Git repositories are chains of commits: every new one builds cryptographically on top of previous commits. This makes impossible to just go and change something in the first commit: you need to redo them all! While a few dozens of commits are manageable, hundreds are really hard to fix and trying to fix thousands manually is plain madness.

Commits store both an "author" and a "committer". What you see is usually the "author", but both fields are there. Remade commits may replace the "committer" field, making your rewrite obvious, be wary!

Similarly, commits have an "author date" and a "commit date". We want to preserve the "author date", as it is displayed and shows our project timeline, but we should probably be fine updating the "commit date" to current time.

So, without further ado, let's list our needs and dive into possible solutions

Desiderata

  • replace authors: must be able to change commit authors
  • preserve original time: while "committed" date can change, "created" date shouldn't
  • fine-grained editing: allow changing only some commits
  • commits signature: keep commits signed, if signed
  • automatic: there should be no need for manual tweaking while rewriting
  • fast: ideally this shouldn't take hours or days to complete

Mailmap

The simplest and built-in way to do this is with git's mailmap. Just create a .mailmap in your repository root directory with every occurrence to replace.

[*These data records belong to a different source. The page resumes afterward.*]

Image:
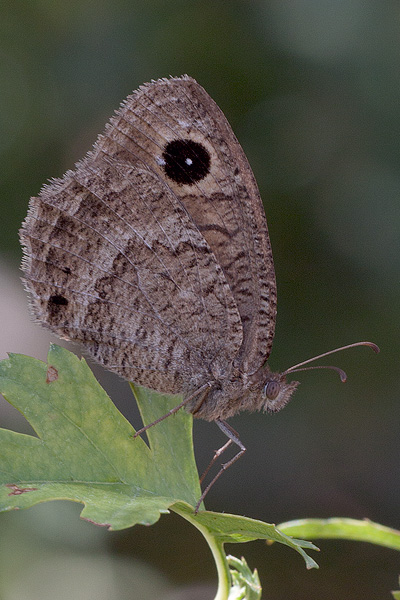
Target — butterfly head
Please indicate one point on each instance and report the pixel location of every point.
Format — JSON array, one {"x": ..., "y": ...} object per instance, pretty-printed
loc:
[{"x": 277, "y": 392}]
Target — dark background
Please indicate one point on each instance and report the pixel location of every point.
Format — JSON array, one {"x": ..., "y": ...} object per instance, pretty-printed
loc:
[{"x": 312, "y": 91}]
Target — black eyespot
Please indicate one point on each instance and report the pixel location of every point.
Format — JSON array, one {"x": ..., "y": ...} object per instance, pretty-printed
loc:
[
  {"x": 272, "y": 389},
  {"x": 58, "y": 300},
  {"x": 186, "y": 161}
]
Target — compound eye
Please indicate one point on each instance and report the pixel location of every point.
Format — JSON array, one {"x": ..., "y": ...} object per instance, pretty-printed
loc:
[{"x": 272, "y": 389}]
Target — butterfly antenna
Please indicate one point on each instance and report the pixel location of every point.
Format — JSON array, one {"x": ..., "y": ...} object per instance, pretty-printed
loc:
[{"x": 342, "y": 374}]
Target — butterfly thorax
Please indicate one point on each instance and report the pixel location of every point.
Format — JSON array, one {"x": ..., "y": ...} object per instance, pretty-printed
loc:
[{"x": 227, "y": 396}]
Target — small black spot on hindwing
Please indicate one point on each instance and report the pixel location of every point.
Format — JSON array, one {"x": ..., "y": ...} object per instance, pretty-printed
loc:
[{"x": 186, "y": 161}]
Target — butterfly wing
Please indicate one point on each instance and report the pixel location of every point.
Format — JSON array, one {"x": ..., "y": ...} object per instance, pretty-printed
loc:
[
  {"x": 223, "y": 200},
  {"x": 118, "y": 256}
]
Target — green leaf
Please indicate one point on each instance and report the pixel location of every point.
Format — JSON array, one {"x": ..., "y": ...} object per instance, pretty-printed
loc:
[
  {"x": 396, "y": 594},
  {"x": 85, "y": 451},
  {"x": 345, "y": 529}
]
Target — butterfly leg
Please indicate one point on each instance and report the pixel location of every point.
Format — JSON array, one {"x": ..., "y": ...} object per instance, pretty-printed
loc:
[
  {"x": 233, "y": 438},
  {"x": 201, "y": 389},
  {"x": 217, "y": 453}
]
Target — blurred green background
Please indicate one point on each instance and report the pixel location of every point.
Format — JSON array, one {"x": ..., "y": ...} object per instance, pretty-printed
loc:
[{"x": 311, "y": 89}]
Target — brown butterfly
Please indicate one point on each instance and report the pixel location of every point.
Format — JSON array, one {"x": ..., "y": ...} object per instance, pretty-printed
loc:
[{"x": 154, "y": 254}]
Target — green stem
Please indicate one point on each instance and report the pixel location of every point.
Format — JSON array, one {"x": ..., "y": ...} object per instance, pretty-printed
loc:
[{"x": 217, "y": 549}]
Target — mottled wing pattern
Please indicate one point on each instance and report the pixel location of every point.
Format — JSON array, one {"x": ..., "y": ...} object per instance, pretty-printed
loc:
[
  {"x": 113, "y": 260},
  {"x": 225, "y": 204},
  {"x": 155, "y": 274}
]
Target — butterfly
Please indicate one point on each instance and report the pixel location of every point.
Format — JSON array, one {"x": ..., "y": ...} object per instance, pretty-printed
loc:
[{"x": 154, "y": 254}]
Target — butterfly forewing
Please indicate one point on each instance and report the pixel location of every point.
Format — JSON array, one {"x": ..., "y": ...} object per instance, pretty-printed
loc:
[{"x": 154, "y": 251}]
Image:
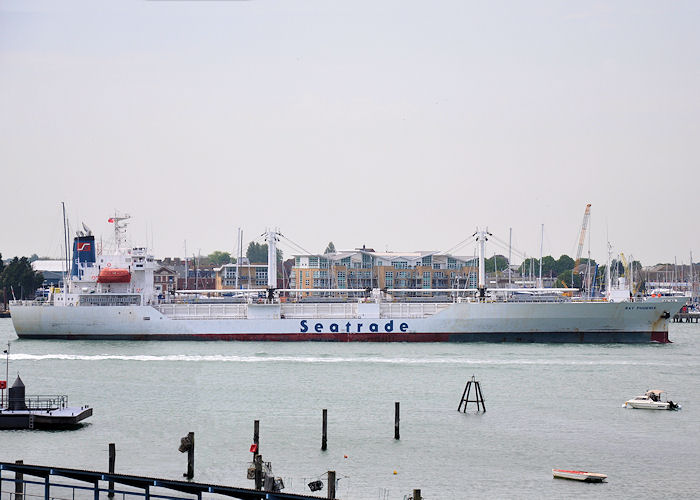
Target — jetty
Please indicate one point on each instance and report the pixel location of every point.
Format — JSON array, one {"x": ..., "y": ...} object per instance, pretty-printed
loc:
[
  {"x": 125, "y": 485},
  {"x": 686, "y": 315},
  {"x": 18, "y": 411}
]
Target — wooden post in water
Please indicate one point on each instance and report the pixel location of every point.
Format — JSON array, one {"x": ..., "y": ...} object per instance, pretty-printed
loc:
[
  {"x": 187, "y": 445},
  {"x": 112, "y": 457},
  {"x": 331, "y": 484},
  {"x": 324, "y": 440},
  {"x": 19, "y": 485},
  {"x": 257, "y": 459},
  {"x": 396, "y": 420}
]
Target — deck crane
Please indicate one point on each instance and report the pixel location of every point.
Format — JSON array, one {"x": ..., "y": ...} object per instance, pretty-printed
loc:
[{"x": 582, "y": 237}]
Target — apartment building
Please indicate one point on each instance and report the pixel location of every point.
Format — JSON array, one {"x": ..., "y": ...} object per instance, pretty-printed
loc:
[{"x": 366, "y": 268}]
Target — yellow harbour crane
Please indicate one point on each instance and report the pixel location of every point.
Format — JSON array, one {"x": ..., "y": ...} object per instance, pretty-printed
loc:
[{"x": 582, "y": 237}]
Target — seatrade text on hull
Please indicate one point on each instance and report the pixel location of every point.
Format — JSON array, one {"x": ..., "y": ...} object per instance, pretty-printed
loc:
[{"x": 348, "y": 327}]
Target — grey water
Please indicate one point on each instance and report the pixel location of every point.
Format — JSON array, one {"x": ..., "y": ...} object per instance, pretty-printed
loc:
[{"x": 548, "y": 406}]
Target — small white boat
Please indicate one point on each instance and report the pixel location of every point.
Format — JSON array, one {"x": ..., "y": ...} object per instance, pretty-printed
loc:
[
  {"x": 579, "y": 475},
  {"x": 652, "y": 400}
]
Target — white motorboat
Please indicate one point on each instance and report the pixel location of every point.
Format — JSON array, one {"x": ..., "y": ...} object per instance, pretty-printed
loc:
[
  {"x": 579, "y": 475},
  {"x": 652, "y": 400}
]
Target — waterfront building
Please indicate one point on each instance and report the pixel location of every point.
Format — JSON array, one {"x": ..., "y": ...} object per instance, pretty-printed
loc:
[
  {"x": 250, "y": 275},
  {"x": 366, "y": 268}
]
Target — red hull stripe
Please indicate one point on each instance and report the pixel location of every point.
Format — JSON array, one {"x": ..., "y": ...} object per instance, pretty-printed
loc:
[{"x": 525, "y": 337}]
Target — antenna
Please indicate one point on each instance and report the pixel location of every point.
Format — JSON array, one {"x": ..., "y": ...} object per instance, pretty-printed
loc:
[{"x": 120, "y": 222}]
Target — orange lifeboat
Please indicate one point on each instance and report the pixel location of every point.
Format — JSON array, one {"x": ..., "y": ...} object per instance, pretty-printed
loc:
[{"x": 114, "y": 276}]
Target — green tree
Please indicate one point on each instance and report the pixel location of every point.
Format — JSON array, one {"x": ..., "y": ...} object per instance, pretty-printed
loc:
[
  {"x": 19, "y": 276},
  {"x": 564, "y": 263},
  {"x": 219, "y": 258}
]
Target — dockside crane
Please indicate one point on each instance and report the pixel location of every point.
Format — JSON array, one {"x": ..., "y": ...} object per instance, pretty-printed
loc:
[{"x": 582, "y": 237}]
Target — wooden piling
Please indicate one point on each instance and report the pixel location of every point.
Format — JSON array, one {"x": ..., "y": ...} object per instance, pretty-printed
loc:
[
  {"x": 19, "y": 484},
  {"x": 331, "y": 484},
  {"x": 187, "y": 445},
  {"x": 112, "y": 457},
  {"x": 324, "y": 436},
  {"x": 257, "y": 459},
  {"x": 396, "y": 420}
]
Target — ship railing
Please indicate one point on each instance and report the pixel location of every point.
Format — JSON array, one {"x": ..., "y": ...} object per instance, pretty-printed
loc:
[
  {"x": 29, "y": 303},
  {"x": 409, "y": 310},
  {"x": 201, "y": 311},
  {"x": 320, "y": 310}
]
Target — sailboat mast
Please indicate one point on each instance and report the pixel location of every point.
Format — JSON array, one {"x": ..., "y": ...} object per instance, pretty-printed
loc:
[
  {"x": 541, "y": 244},
  {"x": 510, "y": 243}
]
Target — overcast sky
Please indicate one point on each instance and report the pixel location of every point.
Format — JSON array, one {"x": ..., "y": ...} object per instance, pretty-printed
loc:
[{"x": 401, "y": 125}]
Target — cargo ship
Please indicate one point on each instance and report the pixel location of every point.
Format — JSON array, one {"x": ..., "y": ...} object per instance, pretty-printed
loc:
[{"x": 113, "y": 298}]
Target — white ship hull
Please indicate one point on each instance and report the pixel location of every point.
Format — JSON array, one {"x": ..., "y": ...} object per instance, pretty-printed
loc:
[{"x": 645, "y": 321}]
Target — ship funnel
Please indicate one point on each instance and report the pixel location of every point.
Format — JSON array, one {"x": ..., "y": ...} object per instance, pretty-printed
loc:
[
  {"x": 16, "y": 396},
  {"x": 83, "y": 253}
]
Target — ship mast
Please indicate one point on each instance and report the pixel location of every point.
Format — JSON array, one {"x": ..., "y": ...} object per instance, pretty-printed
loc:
[
  {"x": 482, "y": 237},
  {"x": 120, "y": 222},
  {"x": 272, "y": 239}
]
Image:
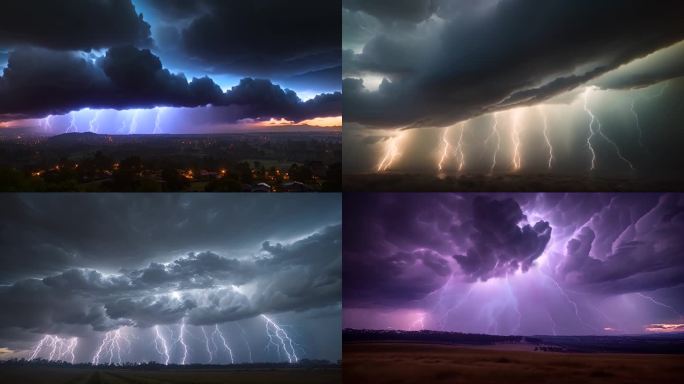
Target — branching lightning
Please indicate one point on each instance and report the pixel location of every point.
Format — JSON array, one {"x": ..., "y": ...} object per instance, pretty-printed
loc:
[
  {"x": 445, "y": 153},
  {"x": 599, "y": 131},
  {"x": 217, "y": 332},
  {"x": 111, "y": 344},
  {"x": 459, "y": 149},
  {"x": 161, "y": 345},
  {"x": 515, "y": 138},
  {"x": 546, "y": 136},
  {"x": 59, "y": 348},
  {"x": 93, "y": 125},
  {"x": 273, "y": 330},
  {"x": 391, "y": 153},
  {"x": 206, "y": 340},
  {"x": 494, "y": 133},
  {"x": 181, "y": 339}
]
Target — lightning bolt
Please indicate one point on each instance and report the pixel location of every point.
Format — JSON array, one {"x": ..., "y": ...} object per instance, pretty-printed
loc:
[
  {"x": 446, "y": 148},
  {"x": 72, "y": 123},
  {"x": 391, "y": 153},
  {"x": 459, "y": 148},
  {"x": 494, "y": 133},
  {"x": 218, "y": 333},
  {"x": 161, "y": 345},
  {"x": 93, "y": 123},
  {"x": 206, "y": 340},
  {"x": 157, "y": 121},
  {"x": 60, "y": 348},
  {"x": 515, "y": 138},
  {"x": 244, "y": 339},
  {"x": 274, "y": 330},
  {"x": 636, "y": 122},
  {"x": 546, "y": 136},
  {"x": 599, "y": 130},
  {"x": 133, "y": 129},
  {"x": 181, "y": 339},
  {"x": 591, "y": 128},
  {"x": 656, "y": 302}
]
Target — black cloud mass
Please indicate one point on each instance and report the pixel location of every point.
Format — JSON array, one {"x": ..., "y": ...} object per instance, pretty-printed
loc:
[
  {"x": 75, "y": 54},
  {"x": 445, "y": 61}
]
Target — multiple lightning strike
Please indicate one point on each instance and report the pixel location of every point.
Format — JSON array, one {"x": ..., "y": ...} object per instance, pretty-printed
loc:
[
  {"x": 275, "y": 332},
  {"x": 58, "y": 348},
  {"x": 112, "y": 349},
  {"x": 452, "y": 143}
]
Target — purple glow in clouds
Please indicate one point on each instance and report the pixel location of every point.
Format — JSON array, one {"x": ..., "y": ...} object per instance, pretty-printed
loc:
[{"x": 531, "y": 264}]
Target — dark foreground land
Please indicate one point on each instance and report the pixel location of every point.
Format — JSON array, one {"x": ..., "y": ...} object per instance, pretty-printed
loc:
[
  {"x": 396, "y": 363},
  {"x": 94, "y": 375},
  {"x": 508, "y": 183}
]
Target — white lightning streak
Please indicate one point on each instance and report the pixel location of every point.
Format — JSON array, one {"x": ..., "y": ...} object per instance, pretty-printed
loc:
[
  {"x": 282, "y": 336},
  {"x": 391, "y": 153},
  {"x": 495, "y": 133},
  {"x": 181, "y": 339},
  {"x": 546, "y": 136},
  {"x": 446, "y": 148},
  {"x": 94, "y": 127},
  {"x": 656, "y": 302},
  {"x": 206, "y": 340},
  {"x": 218, "y": 332},
  {"x": 161, "y": 345},
  {"x": 599, "y": 130},
  {"x": 637, "y": 124},
  {"x": 459, "y": 148},
  {"x": 515, "y": 138},
  {"x": 244, "y": 338}
]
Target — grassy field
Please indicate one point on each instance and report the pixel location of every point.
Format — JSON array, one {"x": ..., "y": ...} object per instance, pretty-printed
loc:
[
  {"x": 40, "y": 375},
  {"x": 399, "y": 363}
]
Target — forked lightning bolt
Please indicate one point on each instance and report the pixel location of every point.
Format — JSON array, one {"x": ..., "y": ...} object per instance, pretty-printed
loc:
[{"x": 273, "y": 330}]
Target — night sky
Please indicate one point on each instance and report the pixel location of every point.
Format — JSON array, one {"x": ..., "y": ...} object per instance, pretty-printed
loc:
[
  {"x": 109, "y": 271},
  {"x": 502, "y": 86},
  {"x": 525, "y": 264},
  {"x": 153, "y": 66}
]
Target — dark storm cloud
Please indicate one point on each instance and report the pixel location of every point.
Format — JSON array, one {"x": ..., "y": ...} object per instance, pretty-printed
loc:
[
  {"x": 266, "y": 37},
  {"x": 128, "y": 77},
  {"x": 521, "y": 50},
  {"x": 400, "y": 248},
  {"x": 645, "y": 255},
  {"x": 497, "y": 244},
  {"x": 205, "y": 288},
  {"x": 71, "y": 24}
]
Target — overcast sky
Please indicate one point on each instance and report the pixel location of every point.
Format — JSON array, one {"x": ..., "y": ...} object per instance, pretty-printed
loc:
[{"x": 83, "y": 266}]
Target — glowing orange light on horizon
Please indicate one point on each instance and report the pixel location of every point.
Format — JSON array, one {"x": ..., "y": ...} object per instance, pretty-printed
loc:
[
  {"x": 325, "y": 122},
  {"x": 665, "y": 328}
]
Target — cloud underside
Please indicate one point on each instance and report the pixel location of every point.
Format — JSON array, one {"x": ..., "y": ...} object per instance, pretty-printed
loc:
[
  {"x": 445, "y": 61},
  {"x": 204, "y": 288},
  {"x": 40, "y": 82},
  {"x": 400, "y": 249}
]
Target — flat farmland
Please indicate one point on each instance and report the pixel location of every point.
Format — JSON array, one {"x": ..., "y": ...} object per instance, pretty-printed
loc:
[
  {"x": 45, "y": 375},
  {"x": 399, "y": 363}
]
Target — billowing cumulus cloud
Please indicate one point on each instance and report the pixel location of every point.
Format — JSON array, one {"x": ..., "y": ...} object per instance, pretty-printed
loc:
[
  {"x": 72, "y": 24},
  {"x": 447, "y": 61},
  {"x": 129, "y": 77},
  {"x": 498, "y": 245}
]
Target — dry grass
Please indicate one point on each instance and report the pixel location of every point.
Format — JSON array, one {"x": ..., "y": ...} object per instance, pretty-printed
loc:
[
  {"x": 39, "y": 375},
  {"x": 422, "y": 363}
]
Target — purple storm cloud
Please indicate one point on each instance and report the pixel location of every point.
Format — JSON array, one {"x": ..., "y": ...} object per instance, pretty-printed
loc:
[{"x": 514, "y": 263}]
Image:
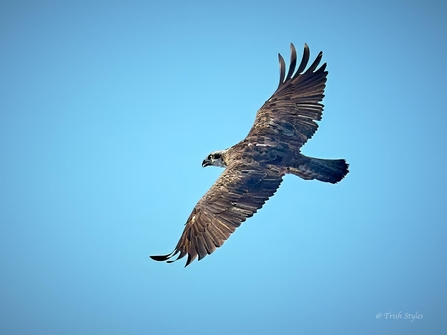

For example, this will replace all commits by alemidev (with or without mail) to the full alemi with mail:

alemi <me@alemi.dev> alemidev <me@alemi.dev>
alemi <me@alemi.dev> alemidev <>

This file can then be placed in the repository root, and git will use it to replace old authors in every command it runs.

This method doesn't rewrite history, rather registers "an alias" that git uses. This is by far the cleanest and fastest method (as it doesn't really rewrite anything), but also the worst method as it doesn't really rewrite history. If you're trying to hide sensitive information, this isn't useful for you, but if you just want to remove an old dead email go for .mailmap.

summary

  • replace authors: this doesn't rewrite history
  • preserve original time
  • fine-grained editing: literal matching via .mailmap file
  • commits signature: as commits are not rewritten, signatures are unchanged
  • automatic
  • fast

Rebase + Amend

This method is the simplest for very small repos and will give the best results, but as repository complexity increases it quickly becomes excessively hard to make work.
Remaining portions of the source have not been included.